La riflessione del presidente della Camera penale Bucchi Disposta l’autopsia sul 20enne che si è ucciso a Piacenza. Sulla morte in carcere di Osas Ake, il 20enne nigeriano che era accusato della rapina e della stupro di due donne avvenuto in un appartamento in zona stazione lo scorso mese di ottobre, a Piacenza è stata aperta un’inchiesta. La procura, infatti, ha disposto l’autopsia. Vuole chiarire quanto avvenuto per quel suicidio in cella il 14 febbraio scorso, in una giornata in cui già un altro detenuto aveva tentato, senza riuscirci, di togliersi la vita.

Il tragico gesto del nigeriano è il settimo, dall’inizio dell’anno, nelle carceri italiane. Fatti che, una volta in più, fanno riflettere. Ventenne, era accusato di aver violentato in ottobre due donne con un complice. Il gesto estremo nel carcere di Piacenza: era in isolamento perché “molto agitato”.
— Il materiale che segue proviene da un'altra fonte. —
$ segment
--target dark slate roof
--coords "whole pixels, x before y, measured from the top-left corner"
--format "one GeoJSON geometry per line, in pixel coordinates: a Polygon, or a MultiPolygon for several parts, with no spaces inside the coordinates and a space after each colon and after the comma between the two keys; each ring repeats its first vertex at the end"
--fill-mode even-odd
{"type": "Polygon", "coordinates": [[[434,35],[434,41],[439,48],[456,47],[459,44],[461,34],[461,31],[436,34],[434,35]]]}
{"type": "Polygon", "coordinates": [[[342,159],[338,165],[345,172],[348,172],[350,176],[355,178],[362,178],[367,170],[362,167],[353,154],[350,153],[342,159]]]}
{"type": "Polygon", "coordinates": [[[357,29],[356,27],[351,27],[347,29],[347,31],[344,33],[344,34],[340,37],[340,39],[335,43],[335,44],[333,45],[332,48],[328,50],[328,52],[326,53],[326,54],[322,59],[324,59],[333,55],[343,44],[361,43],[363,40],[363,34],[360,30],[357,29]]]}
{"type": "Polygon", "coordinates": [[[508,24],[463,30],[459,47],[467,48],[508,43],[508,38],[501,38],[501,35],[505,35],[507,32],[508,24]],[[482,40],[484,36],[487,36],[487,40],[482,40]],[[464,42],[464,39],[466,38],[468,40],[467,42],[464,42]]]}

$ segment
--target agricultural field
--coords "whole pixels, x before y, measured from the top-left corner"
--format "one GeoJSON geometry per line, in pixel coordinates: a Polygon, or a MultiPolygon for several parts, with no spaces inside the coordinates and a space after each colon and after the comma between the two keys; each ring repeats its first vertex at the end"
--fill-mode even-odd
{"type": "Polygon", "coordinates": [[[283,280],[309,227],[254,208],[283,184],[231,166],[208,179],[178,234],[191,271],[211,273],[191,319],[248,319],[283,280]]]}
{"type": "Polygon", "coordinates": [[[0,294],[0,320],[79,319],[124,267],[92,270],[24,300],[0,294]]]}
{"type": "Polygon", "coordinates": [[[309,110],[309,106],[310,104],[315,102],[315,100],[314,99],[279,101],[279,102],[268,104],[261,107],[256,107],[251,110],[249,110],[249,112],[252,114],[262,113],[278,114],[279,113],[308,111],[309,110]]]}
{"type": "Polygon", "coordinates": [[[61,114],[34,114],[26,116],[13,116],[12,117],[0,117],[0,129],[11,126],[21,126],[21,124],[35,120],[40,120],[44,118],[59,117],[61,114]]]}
“Come uomo – spiega l’avvocato Domenico Noris Bucchi – il suicidio di Osas mi ha turbato non poco. Come suo difensore e come presidente della Camera penale reggiana, questo episodio mi induce ad una riflessione più complessa”. “Osas Ake aveva vent’anni, non era ancora stato condannato e in attesa del processo si è tolto la vita impiccandosi in una cella di isolamento – racconta – Questo è il settimo suicidio in carcere dall’inizio dell’anno. Nel 2014 i suicidi nelle carceri italiane sono stati quasi 50. Un fenomeno che deve fare riflettere tutti noi”.

“Da anni le Camere Penali denunciano le condizioni disumane nelle quali sono costretti a vivere i detenuti in Italia – prosegue.
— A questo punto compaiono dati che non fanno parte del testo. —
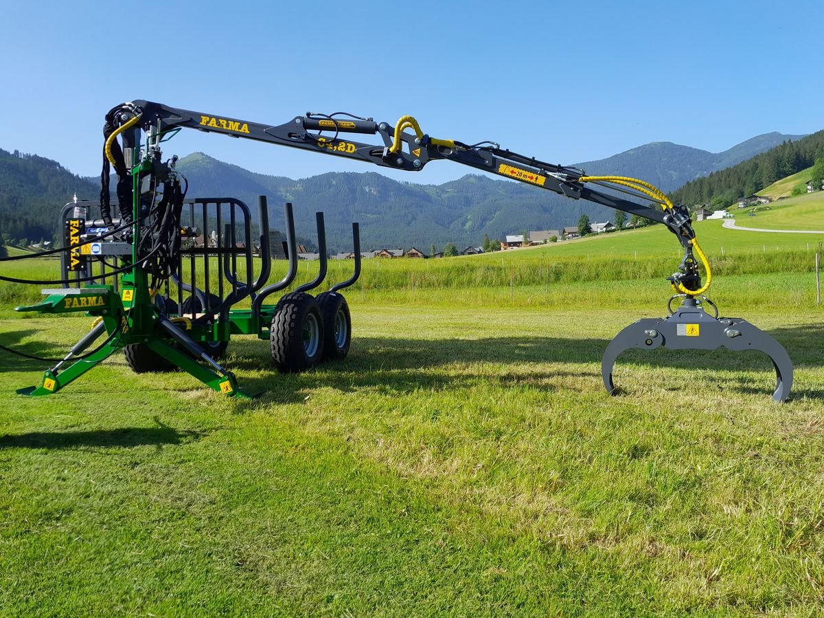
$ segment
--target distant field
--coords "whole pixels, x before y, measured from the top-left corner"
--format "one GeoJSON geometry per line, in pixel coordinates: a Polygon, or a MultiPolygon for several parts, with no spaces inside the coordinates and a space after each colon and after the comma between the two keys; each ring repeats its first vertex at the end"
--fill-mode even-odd
{"type": "Polygon", "coordinates": [[[792,195],[793,190],[796,187],[806,193],[807,181],[810,180],[810,175],[812,173],[812,167],[808,167],[806,170],[802,170],[796,174],[793,174],[792,176],[789,176],[786,178],[782,178],[780,180],[774,182],[766,189],[759,191],[758,194],[765,195],[772,198],[773,199],[778,199],[780,197],[789,197],[792,195]]]}
{"type": "Polygon", "coordinates": [[[756,207],[755,217],[736,217],[736,224],[775,230],[824,230],[824,191],[772,202],[766,208],[756,207]]]}
{"type": "MultiPolygon", "coordinates": [[[[364,260],[345,362],[283,376],[232,339],[253,401],[122,354],[23,398],[44,363],[0,352],[0,615],[822,615],[824,235],[695,227],[723,314],[793,358],[789,403],[747,353],[627,353],[603,390],[609,340],[666,311],[662,226],[364,260]]],[[[0,344],[87,332],[11,311],[48,287],[0,283],[0,344]]]]}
Lo stesso presidente Giorgio Napolitano ha recentemente denunciato pubblicamente questa insostenibile situazione. Tuttavia nessuno fa nulla per, non dico risolvere, ma neppure affrontare, denunciare, questa situazione”. “Ebbene – rilancia – io vorrei approfittare di questa triste vicenda per ricordare a tutti e ribadire ad alta voce che la situazione dei detenuti in Italia è drammaticamente al collasso. Che nessuno ha il diritto di privare un altro uomo della sua dignità. Che anche i detenuti sono uomini e come tali devono essere trattati. Che occorre stimolare le istituzioni ad affrontare questo delicatissimo tema”. “Se qualcosa, anche poco, si muoverà allora anche il sacrificio umano di Osas Ake non sarà stato vano” conclude.

Bucchi aveva visto Osas Ake appena quattro giorni prima del suo suicidio: durante l’incidente probatorio, che si è tenuto in tribunale a Reggio. La notizia della sua morte è arrivata nello studio di Bucchi, che era il suo unico riferimento in Italia. Quello che è stato ricostruito fino ad ora, è che il giorno del suicidio aveva dato in escandescenza in corridoio. Si era denudato. Quindi, era stato messo in isolamento. Ma più tardi, gli agenti della penitenziaria lo avevano trovato ormai senza vita: si era impiccato con la maglietta che indossava. Quattro mesi prima, c’era stata l’irruzione a casa di tre donne in zona stazione: armati di una scacciacani, secondo quanto ricostruito dalla polizia, in due le avevano rapinate e violentate. Accusati sono lui e un amico ghanese.